When I moved in, she used some of the cash I had paid her as a deposit to hire a man to dig a pit next to her shack which would eventually have become her toilet. All that was needed to complete it was a cement slab upon which an actual toilet (sans seat, as always here in the Philippines) would be affixed and an enclosing structure of some kind made of wood or cinder block. More than four months since the pit was dug, however, it remains nothing more than a gaping hole in the ground. No more work has been done to finish it and the prospects are dim that it ever will be.
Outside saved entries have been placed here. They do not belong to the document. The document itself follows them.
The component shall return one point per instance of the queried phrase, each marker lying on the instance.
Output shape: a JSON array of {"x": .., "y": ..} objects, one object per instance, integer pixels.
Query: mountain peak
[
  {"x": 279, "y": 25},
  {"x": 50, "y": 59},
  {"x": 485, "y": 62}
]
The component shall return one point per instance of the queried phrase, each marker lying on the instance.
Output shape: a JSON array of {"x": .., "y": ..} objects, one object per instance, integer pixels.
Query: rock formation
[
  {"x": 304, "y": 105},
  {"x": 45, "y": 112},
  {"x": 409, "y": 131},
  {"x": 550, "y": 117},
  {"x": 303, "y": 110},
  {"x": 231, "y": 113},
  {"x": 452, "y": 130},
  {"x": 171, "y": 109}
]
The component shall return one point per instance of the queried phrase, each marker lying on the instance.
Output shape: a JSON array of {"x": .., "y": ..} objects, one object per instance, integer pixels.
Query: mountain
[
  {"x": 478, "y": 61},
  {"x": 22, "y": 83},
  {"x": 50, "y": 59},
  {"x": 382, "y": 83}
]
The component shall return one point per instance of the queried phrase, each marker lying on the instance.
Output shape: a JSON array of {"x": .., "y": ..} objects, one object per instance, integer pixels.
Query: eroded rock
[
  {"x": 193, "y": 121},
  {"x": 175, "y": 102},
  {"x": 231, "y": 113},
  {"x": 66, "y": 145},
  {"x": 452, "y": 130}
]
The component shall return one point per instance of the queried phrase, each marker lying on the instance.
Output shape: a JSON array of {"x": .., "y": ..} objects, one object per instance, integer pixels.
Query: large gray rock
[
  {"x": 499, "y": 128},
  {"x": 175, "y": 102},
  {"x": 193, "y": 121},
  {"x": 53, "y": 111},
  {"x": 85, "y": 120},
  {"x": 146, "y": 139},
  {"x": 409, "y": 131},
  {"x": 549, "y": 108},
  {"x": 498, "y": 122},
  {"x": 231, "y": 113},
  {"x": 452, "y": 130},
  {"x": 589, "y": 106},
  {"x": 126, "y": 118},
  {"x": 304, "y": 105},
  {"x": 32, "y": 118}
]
So, without a toilet, my landlady and her children have had to improvise. During the day, one of their many relations living nearby allows them to use their CR. But at night, the call of nature must be answered in other ways, which has necessitated, I was appalled to learn, the use of a pot. I only learned of the existence of the pot by accident, when its contents were spilled just outside the landlady's rickety front door, which is only about twenty feet from my west bedroom window. Because of this accident, I not only found out about the pot, but I was informed by a friend that its contents were being scattered in the bushes several yards away on a daily basis.
But the lack of a CR also means that the landlady and her children have had to perform their daily ablutions against the north wall of my bedroom. Rising before dawn, using a defunct clothes washer as an improvised sink, the woman bathes standing up, followed by her 12-year-old daughter and her small twin sons. I discovered this practice when I heard a noise one morning and opened my curtains to see what it was. There was my naked landlady, who was spared the embarrassment herself because soap from her hair had got into her eyes. I decided thenceforth to block off the window, if only to provide the woman with some unsolicited privacy.
This situation had become such a personal embarrassment to me that when an opportunity arose to move, as it did a few days ago, I decided to take advantage of it. At least I will no longer be reminded, every time I look out my window, of the depths to which my landlady chose to lower herself just for a little cash in hand every month.